Description
The old church of Saint Fortunato is located outside the village of Poggioprimocaso, along the road leading to Ponte at the foot of Maggio Mountain; ex-parish church and former “priorale”, it was built with the convent (today are some remains of it) annexed in 1121 by Pietro IV the Abbot of Sassovivo near Foligno. It preserves the apse, the lancet windows and the semi-columns, testifying its Romanesque origin.
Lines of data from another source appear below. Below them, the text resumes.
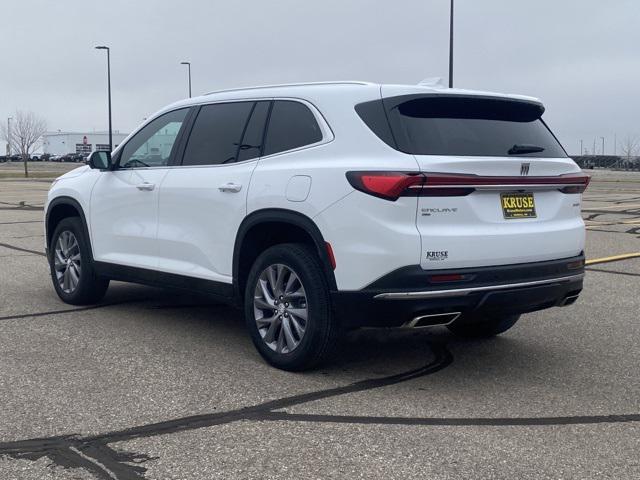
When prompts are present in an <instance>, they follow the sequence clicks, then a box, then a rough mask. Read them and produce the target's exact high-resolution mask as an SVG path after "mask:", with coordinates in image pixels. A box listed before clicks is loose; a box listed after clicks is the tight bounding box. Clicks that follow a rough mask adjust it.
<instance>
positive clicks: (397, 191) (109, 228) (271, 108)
mask: <svg viewBox="0 0 640 480" xmlns="http://www.w3.org/2000/svg"><path fill="white" fill-rule="evenodd" d="M543 112H544V107H543V105H542V103H541V102H540V101H539V100H537V99H535V98H531V97H524V96H519V95H510V94H508V95H507V94H497V93H487V92H478V91H467V90H458V89H446V88H440V87H437V86H433V87H428V86H410V85H377V84H372V83H363V82H328V83H319V84H298V85H283V86H273V87H256V88H247V89H237V90H229V91H222V92H215V93H212V94H209V95H204V96H201V97H197V98H191V99H187V100H184V101H181V102H178V103H175V104H173V105H170V106H168V107H166V108H164V109H162V110H161V111H159V112H158V113H156V114H155V115H153V116H151V117H149V120H148V121H146V122H145V123H144V124H143V125H142V126H141V127H140V128H139V129H138V130H137V131H136V132H134V133H133V134H132V135H131V136H130V137H129V138H128V139H127V141H126V142H123V143H122V144H121V145H119V146H118V148H116V149H115V151H114V152H113V153H112V154H111V153H110V152H94V153H93V154H92V155H91V157H90V161H89V165H88V166H86V167H81V168H79V169H75V170H73V171H71V172H69V173H67V174H65V175H63V176H62V177H60V178H59V179H57V180H56V182H55V183H54V184H53V185H52V187H51V189H50V191H49V194H48V198H47V203H46V207H45V212H46V220H45V231H46V235H45V239H46V248H47V255H48V259H49V263H50V270H51V278H52V282H53V286H54V288H55V290H56V292H57V294H58V296H59V297H60V298H61V299H62V300H63V301H65V302H67V303H71V304H88V303H94V302H97V301H99V300H100V299H101V298H102V297H103V295H104V293H105V291H106V290H107V287H108V285H109V281H110V280H112V279H113V280H125V281H133V282H139V283H147V284H152V285H161V286H162V285H164V286H171V287H177V288H183V289H184V288H187V289H193V290H195V291H200V292H205V293H208V294H211V295H214V296H216V298H219V299H222V300H225V301H228V302H231V303H235V304H236V305H239V306H242V307H243V310H244V316H245V320H246V325H247V329H248V331H249V333H250V335H251V338H252V340H253V342H254V344H255V346H256V348H257V350H258V351H259V352H260V354H261V355H262V356H263V357H264V359H265V360H266V361H268V362H269V363H271V364H272V365H274V366H276V367H278V368H282V369H286V370H304V369H307V368H312V367H314V366H316V365H318V364H319V363H321V362H323V361H325V360H327V359H330V358H331V356H332V352H333V351H334V347H335V346H336V344H337V343H338V341H339V339H340V337H341V335H342V334H343V332H344V331H346V330H348V329H351V328H357V327H362V326H368V327H380V326H383V327H405V328H417V327H428V326H434V325H443V326H446V327H447V328H449V329H450V330H451V331H452V332H453V333H455V334H457V335H461V336H469V337H488V336H492V335H497V334H500V333H502V332H505V331H506V330H508V329H509V328H511V327H513V326H514V325H515V324H516V322H517V321H518V319H519V318H520V316H521V314H524V313H528V312H533V311H536V310H541V309H546V308H550V307H554V306H567V305H570V304H572V303H573V302H575V301H576V299H577V298H578V295H579V294H580V292H581V290H582V283H583V276H584V252H583V250H584V245H585V227H584V222H583V220H582V217H581V214H580V205H581V198H582V197H581V194H582V192H583V191H584V190H585V188H586V187H587V185H588V183H589V177H588V176H587V175H585V174H584V173H582V171H581V170H580V168H579V167H578V166H577V165H576V164H575V162H573V160H571V159H570V158H569V157H568V156H567V154H566V152H565V151H564V149H563V148H562V146H561V145H560V143H559V142H558V140H557V139H556V138H555V136H554V135H553V134H552V133H551V130H550V129H549V128H548V126H547V125H546V123H545V122H544V121H543V120H542V114H543Z"/></svg>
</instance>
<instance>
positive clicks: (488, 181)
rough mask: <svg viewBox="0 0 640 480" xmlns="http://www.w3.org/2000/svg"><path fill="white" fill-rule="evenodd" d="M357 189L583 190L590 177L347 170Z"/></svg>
mask: <svg viewBox="0 0 640 480" xmlns="http://www.w3.org/2000/svg"><path fill="white" fill-rule="evenodd" d="M347 179H348V180H349V183H350V184H351V185H352V186H353V188H355V189H356V190H360V191H361V192H364V193H368V194H369V195H374V196H376V197H380V198H384V199H386V200H391V201H395V200H397V199H398V198H399V197H408V196H411V197H415V196H421V197H463V196H465V195H469V194H470V193H472V192H474V191H475V190H480V189H482V190H497V191H504V190H511V189H517V190H520V189H522V190H526V189H527V188H532V189H533V188H535V189H543V190H547V189H548V190H559V191H560V192H562V193H582V192H584V191H585V189H586V188H587V186H588V185H589V181H590V180H591V177H589V175H586V174H584V173H569V174H565V175H558V176H549V177H527V176H519V177H503V176H480V175H471V174H457V173H408V172H347Z"/></svg>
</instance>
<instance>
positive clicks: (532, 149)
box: [508, 144, 544, 155]
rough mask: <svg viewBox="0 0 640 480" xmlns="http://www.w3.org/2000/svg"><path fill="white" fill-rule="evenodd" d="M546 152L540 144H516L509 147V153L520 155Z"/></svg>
mask: <svg viewBox="0 0 640 480" xmlns="http://www.w3.org/2000/svg"><path fill="white" fill-rule="evenodd" d="M539 152H544V147H539V146H538V145H518V144H515V145H514V146H513V147H511V148H510V149H509V152H508V153H509V155H520V154H523V153H539Z"/></svg>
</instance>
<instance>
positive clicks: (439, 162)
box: [383, 91, 584, 269]
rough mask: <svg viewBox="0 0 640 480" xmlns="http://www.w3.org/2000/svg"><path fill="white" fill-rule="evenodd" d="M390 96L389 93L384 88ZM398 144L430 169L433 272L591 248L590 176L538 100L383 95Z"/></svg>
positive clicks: (572, 251)
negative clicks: (582, 213)
mask: <svg viewBox="0 0 640 480" xmlns="http://www.w3.org/2000/svg"><path fill="white" fill-rule="evenodd" d="M383 95H384V91H383ZM384 103H385V108H386V110H387V114H388V118H389V123H390V125H391V130H392V131H393V135H394V137H395V141H396V142H397V147H398V149H399V150H401V151H404V152H405V153H409V154H412V155H414V156H415V158H416V160H417V161H418V164H419V167H420V170H421V172H423V173H424V174H425V176H426V180H425V184H424V185H423V187H422V192H421V194H420V195H419V198H418V211H417V217H416V224H417V227H418V231H419V232H420V236H421V242H422V257H421V265H422V267H423V268H425V269H443V268H461V267H462V268H463V267H475V266H490V265H504V264H516V263H526V262H536V261H544V260H551V259H559V258H565V257H571V256H574V255H578V254H579V253H580V252H581V251H582V250H583V248H584V224H583V222H582V218H581V216H580V201H581V196H580V194H579V192H581V191H582V189H583V187H584V176H583V175H582V174H581V173H580V169H579V168H578V167H577V165H576V164H575V163H574V162H573V161H572V160H571V159H570V158H568V157H567V155H566V153H565V152H564V150H563V149H562V147H561V146H560V144H559V143H558V141H557V140H556V139H555V137H554V136H553V134H552V133H551V132H550V130H549V129H548V128H547V126H546V125H545V124H544V122H543V121H542V120H541V118H540V116H541V115H542V112H543V110H544V109H543V107H542V106H541V105H540V104H538V103H535V102H529V101H524V100H523V101H516V100H513V99H504V98H492V97H469V96H461V95H446V94H436V95H431V96H429V95H427V96H424V95H418V96H407V97H393V98H386V99H384Z"/></svg>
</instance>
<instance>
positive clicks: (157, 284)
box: [94, 262, 236, 304]
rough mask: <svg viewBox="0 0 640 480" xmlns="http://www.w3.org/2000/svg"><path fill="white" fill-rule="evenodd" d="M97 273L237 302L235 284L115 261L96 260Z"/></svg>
mask: <svg viewBox="0 0 640 480" xmlns="http://www.w3.org/2000/svg"><path fill="white" fill-rule="evenodd" d="M94 268H95V270H96V273H97V274H98V275H99V276H101V277H107V278H110V279H112V280H119V281H123V282H131V283H140V284H142V285H150V286H152V287H161V288H177V289H180V290H187V291H190V292H197V293H203V294H206V295H211V296H213V297H215V298H216V299H217V300H220V301H222V302H224V303H229V304H231V303H235V300H236V299H234V296H233V284H231V283H223V282H215V281H213V280H204V279H202V278H193V277H187V276H184V275H176V274H174V273H165V272H158V271H157V270H149V269H146V268H138V267H129V266H125V265H117V264H115V263H107V262H94Z"/></svg>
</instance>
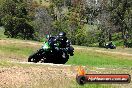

The facade, with gabled roof (maybe with a small rose in the center), has two portals, one of them from 1619. A little belfry is on one side. Near at the right side, stood a small cloister, built to repair the farmers from bad weather. The interior has two unequal naves (because of a fourteenth century widening due to the growing of the population). The naves are covered by ogival vaults, supported by two central pillars. Ribbed vaults with votive sixteenth century frescoes remain only in the third right span. The vaulted apse, split by pilaster strips, preserves paintings of the Evangelists. In the arch, within medallions, half-length saints; in the outer surface of the arch the Theological Virtues, the emblems of Cardinal Poli and Antonelli family. On the walls, marked by narrow splayed lancet windows, are frescoes from the XV (1468) to the XVI centuries, some of them highly damaged. Of a special meaning is the third right span fresco, depicting the arrival of Saint Fortunato`s relics. The relics was donated by the Cardinal Poli to the community in 1639, after the spreading out of a terrible epidemic. The work of art is probably by Salvi Castellucci from Arezzo (artist dear to the Cardinal Poli). On the main altar (where had to be a stone tabernacle in a cubic shape with small corner columns) is a painting by Cola dell`Amatrice: here Jesus is going to the Calvario with a group of armed men (there are also his crying Mother and the Pious Women); on the sides the Saints Bardone and Rita.
The baptistery is shaped as a monolithic spherical cup with opposing lobes (XIV century). The building suffered damages, as for earthquakes, and restoration (1976), following a questionable choice, removed wooden seventeenth century altars. In 1969, the new parish church was built inside the village (to help the inhabitants, who had to walk to the distant former church until then). There are works from S. Fortunato: humble paintings from the XVII century, a wooden statue of Our Lady from the XIII century, a processional cross in gilded copper plate from the early XVI and other furniture.